Edit: there, it's done. In case I have to reinstall, it will take a short command to restore the link.

If I forget about the missing link and run the game, it will recreate its default directory, thus making me to create a new profile. In that case I'll use the following alias, which removes "Euro Truck Simulator 2" recursively (bc the main mod contents is already in the other location), recreates the link, changes dir to ~/.local/share and finally - confirms that the link has been created.

Code:
alias ets2relink="/media/1000GB/PROGRAMS/CLI-SCRIPTS/scs-games/ets2-restore-symbolic-link.sh"

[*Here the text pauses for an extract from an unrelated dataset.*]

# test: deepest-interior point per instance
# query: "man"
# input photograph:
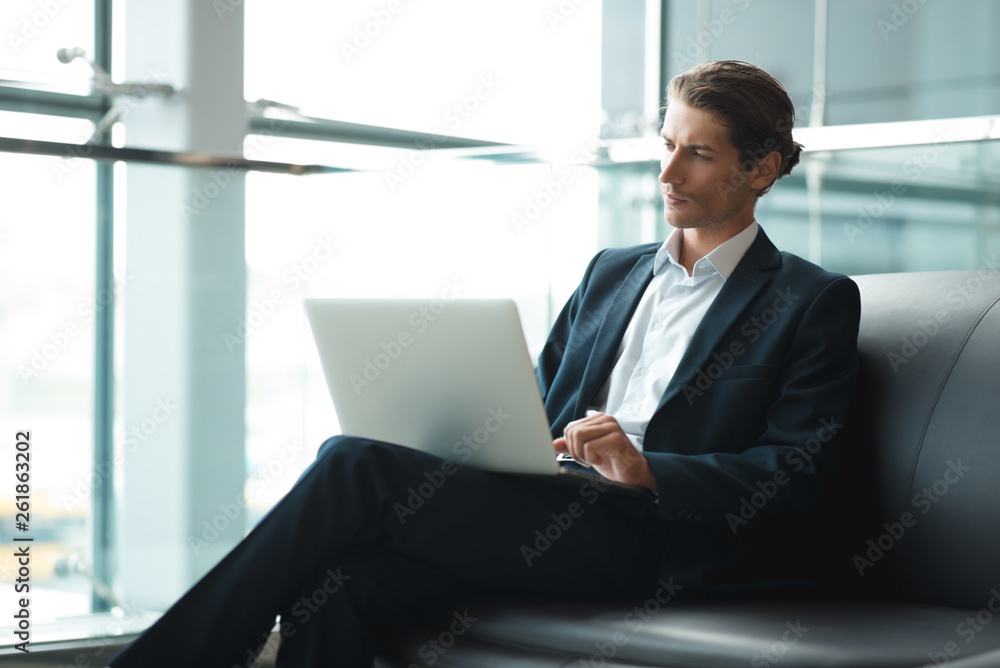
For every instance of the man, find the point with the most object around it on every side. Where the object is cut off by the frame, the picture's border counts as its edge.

ets2-restore-symbolic-link.sh:
rm -rv "/home/rado/.local/share/Euro Truck Simulator 2" && ln -sT /media/500GB/STEAM/steamapps/common/ETS2Mods "/home/rado/.local/share/Euro Truck Simulator 2" && cd /home/rado/.local/share && file "Euro Truck Simulator 2"

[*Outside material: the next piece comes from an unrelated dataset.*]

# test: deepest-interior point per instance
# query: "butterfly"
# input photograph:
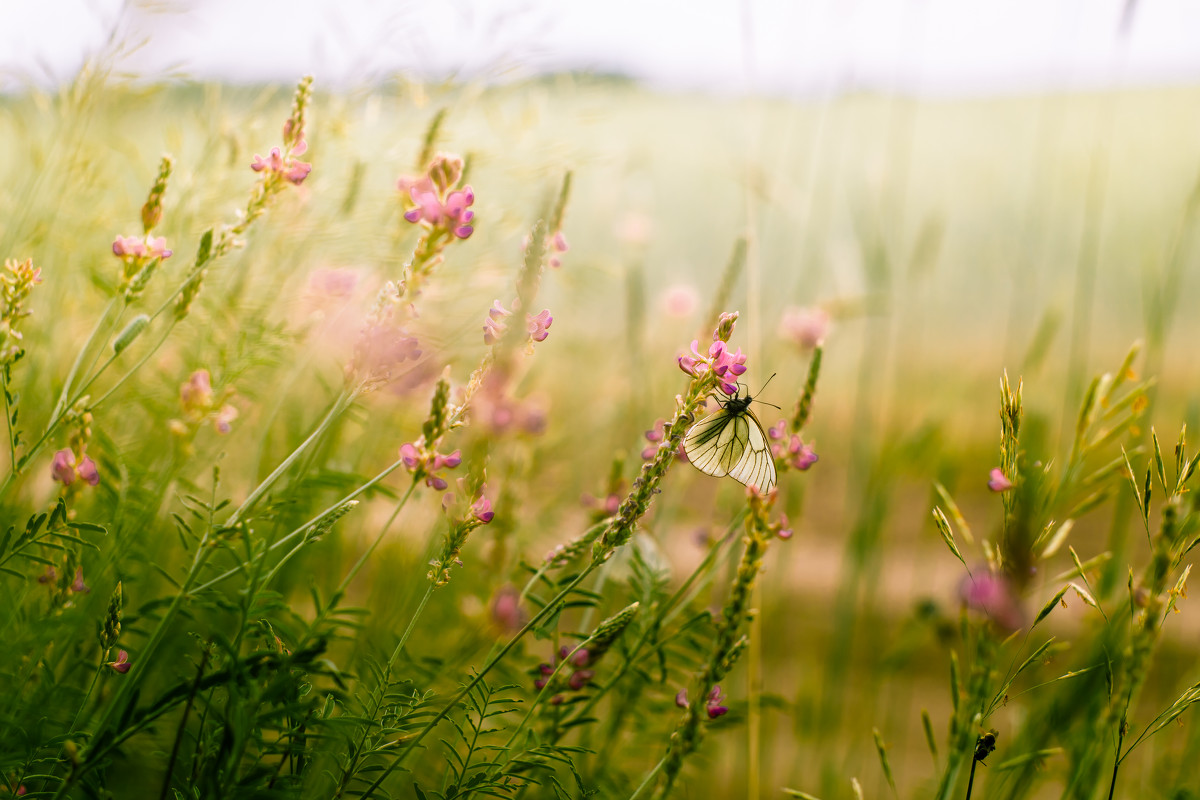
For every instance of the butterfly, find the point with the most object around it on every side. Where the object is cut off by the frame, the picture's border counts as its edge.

But if I remember about the missing link and DON'T run the game, then there's another alias with a script which will simply create the link without having to delete aforementioned directory:

Code:
alias ets2link="/media/1000GB/PROGRAMS/CLI-SCRIPTS/scs-games/ets2-create-link-only.sh"

ets2-create-link-only.sh:
ln -sT /media/500GB/STEAM/steamapps/common/ETS2Mods "/home/rado/.local/share/Euro Truck Simulator 2" && cd /home/rado/.local/share && file "Euro Truck Simulator 2"

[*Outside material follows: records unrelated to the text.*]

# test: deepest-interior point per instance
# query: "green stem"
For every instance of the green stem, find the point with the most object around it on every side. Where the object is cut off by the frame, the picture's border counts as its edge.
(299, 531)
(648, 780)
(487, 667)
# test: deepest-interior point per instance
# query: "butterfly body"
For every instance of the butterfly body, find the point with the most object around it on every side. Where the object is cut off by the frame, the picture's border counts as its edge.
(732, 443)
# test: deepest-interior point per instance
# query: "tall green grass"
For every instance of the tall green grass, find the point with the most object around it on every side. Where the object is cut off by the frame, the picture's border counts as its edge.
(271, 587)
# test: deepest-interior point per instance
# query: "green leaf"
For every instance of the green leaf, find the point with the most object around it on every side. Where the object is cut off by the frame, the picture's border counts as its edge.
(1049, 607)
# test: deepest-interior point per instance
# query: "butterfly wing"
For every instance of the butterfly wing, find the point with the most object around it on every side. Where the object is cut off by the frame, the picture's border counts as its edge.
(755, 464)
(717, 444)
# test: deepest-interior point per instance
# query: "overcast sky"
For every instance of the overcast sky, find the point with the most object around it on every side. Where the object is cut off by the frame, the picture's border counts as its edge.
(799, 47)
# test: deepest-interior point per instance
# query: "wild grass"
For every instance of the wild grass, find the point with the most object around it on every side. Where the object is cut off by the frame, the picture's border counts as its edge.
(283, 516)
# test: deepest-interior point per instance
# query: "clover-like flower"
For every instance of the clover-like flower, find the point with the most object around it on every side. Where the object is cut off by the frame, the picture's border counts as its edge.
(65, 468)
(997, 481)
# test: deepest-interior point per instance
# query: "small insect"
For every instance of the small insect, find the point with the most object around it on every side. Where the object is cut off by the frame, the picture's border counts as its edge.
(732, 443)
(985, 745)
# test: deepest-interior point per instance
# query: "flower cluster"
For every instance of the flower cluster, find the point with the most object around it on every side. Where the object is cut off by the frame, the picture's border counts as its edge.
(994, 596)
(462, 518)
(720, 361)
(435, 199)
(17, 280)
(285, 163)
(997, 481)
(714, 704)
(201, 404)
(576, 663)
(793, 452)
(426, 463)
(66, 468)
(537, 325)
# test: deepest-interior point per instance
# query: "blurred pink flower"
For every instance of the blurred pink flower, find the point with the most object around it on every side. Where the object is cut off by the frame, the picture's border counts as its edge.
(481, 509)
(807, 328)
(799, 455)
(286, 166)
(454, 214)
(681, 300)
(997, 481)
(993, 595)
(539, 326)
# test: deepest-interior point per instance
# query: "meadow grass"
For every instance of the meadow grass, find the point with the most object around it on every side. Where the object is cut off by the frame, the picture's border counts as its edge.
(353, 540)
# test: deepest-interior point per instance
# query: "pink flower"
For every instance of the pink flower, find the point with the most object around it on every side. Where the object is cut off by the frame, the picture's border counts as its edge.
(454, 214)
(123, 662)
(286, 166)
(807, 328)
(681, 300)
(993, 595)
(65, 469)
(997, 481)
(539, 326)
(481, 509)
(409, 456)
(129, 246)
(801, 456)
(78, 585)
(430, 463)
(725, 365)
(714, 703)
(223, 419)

So, you could say I'm now prepared for the two most likely scenarios with that link. :) If a third scenario arises, I'll prep another script for it.
The thing about symbolic links are that you use one folder and it basically create a shortcut in the location you set… so if you keep the folder in that location you set the symbolic link doesn’t get create!